The GESD method is used in Twitter’s AnomalyDetection package. It involves an iterative evaluation of the Generalized Extreme Studentized Deviate test, which progressively evaluates anomalies, removing the worst offenders and recalculating the test statistic and critical value. The critical values progressively contract as more high leverage points are removed.

The alpha parameter adjusts the width of the critical values. By default, alpha = 0.05.

The GESD method is iterative, and therefore more expensive that the IQR method. The main benefit is that GESD is less resistant to high leverage points since the distribution of the data is progressively analyzed as anomalies are removed.

2.C Comparison of IQR and GESD Methods

We can generate anomalous data to illustrate how each method work compares to each other.

Two functions power anomalize(), which are iqr() and gesd(). We can use these intermediate functions to illustrate the anomaly detection characteristics.

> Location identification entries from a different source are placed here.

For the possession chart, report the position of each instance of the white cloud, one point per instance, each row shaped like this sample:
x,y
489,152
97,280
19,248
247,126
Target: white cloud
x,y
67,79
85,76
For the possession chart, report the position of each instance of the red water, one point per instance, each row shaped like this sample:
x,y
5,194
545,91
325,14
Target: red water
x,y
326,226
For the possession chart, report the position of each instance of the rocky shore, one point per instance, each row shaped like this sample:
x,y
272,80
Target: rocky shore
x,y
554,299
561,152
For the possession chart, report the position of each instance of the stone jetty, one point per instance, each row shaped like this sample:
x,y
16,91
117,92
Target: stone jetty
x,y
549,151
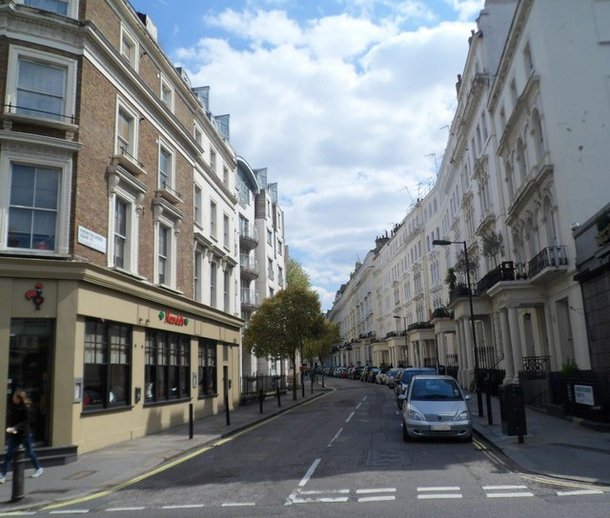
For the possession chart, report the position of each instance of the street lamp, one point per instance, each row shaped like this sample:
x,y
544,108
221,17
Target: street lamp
x,y
406,340
444,242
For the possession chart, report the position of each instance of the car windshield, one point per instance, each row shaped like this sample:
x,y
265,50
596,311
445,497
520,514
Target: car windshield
x,y
407,375
435,390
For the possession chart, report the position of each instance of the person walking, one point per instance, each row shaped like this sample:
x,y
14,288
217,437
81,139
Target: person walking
x,y
19,432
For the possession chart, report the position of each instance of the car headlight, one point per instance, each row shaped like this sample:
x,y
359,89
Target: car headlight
x,y
415,415
464,415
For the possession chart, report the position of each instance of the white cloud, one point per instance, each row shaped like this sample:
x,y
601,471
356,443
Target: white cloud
x,y
343,112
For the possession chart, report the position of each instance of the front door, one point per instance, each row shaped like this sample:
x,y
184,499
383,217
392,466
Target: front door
x,y
31,346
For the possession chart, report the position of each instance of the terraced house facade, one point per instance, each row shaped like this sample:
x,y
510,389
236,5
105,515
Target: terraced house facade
x,y
525,166
119,256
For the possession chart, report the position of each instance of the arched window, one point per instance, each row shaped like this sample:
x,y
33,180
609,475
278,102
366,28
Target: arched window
x,y
522,164
537,136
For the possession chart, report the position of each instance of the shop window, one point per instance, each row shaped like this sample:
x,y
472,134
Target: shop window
x,y
167,367
107,382
208,384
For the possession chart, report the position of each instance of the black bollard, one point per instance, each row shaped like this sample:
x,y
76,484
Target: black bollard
x,y
18,475
490,419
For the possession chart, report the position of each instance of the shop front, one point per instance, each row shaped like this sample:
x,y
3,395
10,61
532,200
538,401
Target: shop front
x,y
105,358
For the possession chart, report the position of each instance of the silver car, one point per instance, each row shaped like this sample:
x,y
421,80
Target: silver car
x,y
435,406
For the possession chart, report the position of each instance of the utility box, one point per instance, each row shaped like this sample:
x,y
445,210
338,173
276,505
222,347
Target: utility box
x,y
512,410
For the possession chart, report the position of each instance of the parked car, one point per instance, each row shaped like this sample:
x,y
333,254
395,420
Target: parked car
x,y
435,406
393,376
405,378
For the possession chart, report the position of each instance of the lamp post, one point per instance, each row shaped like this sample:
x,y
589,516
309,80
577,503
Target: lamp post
x,y
406,339
444,242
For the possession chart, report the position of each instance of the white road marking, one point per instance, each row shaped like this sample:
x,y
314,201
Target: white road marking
x,y
335,437
380,490
70,511
186,506
324,492
580,492
380,498
510,495
497,488
440,488
433,496
309,473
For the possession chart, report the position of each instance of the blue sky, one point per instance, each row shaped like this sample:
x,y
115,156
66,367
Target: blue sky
x,y
346,102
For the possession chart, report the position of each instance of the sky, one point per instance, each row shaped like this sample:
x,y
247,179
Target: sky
x,y
347,103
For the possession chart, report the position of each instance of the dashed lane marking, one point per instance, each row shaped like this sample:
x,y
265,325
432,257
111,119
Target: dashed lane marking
x,y
580,492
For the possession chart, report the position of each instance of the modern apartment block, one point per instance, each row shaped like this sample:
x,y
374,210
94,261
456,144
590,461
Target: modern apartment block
x,y
525,165
119,265
262,253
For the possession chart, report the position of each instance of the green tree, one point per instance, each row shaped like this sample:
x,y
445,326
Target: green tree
x,y
321,346
283,324
296,275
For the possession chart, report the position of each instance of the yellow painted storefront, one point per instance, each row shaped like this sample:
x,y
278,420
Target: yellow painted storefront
x,y
44,310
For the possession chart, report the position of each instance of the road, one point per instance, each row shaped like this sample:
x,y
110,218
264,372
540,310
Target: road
x,y
343,455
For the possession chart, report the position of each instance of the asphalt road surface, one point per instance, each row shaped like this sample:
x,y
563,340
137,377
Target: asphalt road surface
x,y
343,455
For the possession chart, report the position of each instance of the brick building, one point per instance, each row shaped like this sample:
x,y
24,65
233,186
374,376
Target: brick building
x,y
118,234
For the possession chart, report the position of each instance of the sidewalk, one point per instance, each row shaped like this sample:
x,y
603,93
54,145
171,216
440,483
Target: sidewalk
x,y
106,468
553,446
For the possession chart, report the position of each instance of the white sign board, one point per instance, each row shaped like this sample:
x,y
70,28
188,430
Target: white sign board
x,y
583,394
91,239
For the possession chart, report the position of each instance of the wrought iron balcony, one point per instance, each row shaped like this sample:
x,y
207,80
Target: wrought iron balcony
x,y
503,272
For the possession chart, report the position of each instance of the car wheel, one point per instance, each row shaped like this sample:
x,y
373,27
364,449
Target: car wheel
x,y
405,434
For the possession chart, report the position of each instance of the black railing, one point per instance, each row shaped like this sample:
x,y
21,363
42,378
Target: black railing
x,y
27,111
536,367
503,272
419,325
551,256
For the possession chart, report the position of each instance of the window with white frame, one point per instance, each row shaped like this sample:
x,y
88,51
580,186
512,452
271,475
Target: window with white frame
x,y
123,229
167,94
33,207
129,48
227,290
126,127
197,275
198,134
212,160
225,231
213,210
41,85
62,7
166,167
213,283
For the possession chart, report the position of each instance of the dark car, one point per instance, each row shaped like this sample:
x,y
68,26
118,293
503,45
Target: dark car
x,y
407,374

We can see that the IQR limits don’t vary whereas the GESD limits get more stringent as anomalies are removed from the data. As a result, the GESD method tends to be more accurate in detecting anomalies at the expense of incurring more processing time for the looped anomaly removal. This expense is most noticeable with larger data sets (many observations or many time series).

3. Conclusion

The anomalize package implements several useful and accurate techniques for implementing anomaly detection. The user should now have a better understanding of how the algorithms work along with the strengths and weaknesses of each method.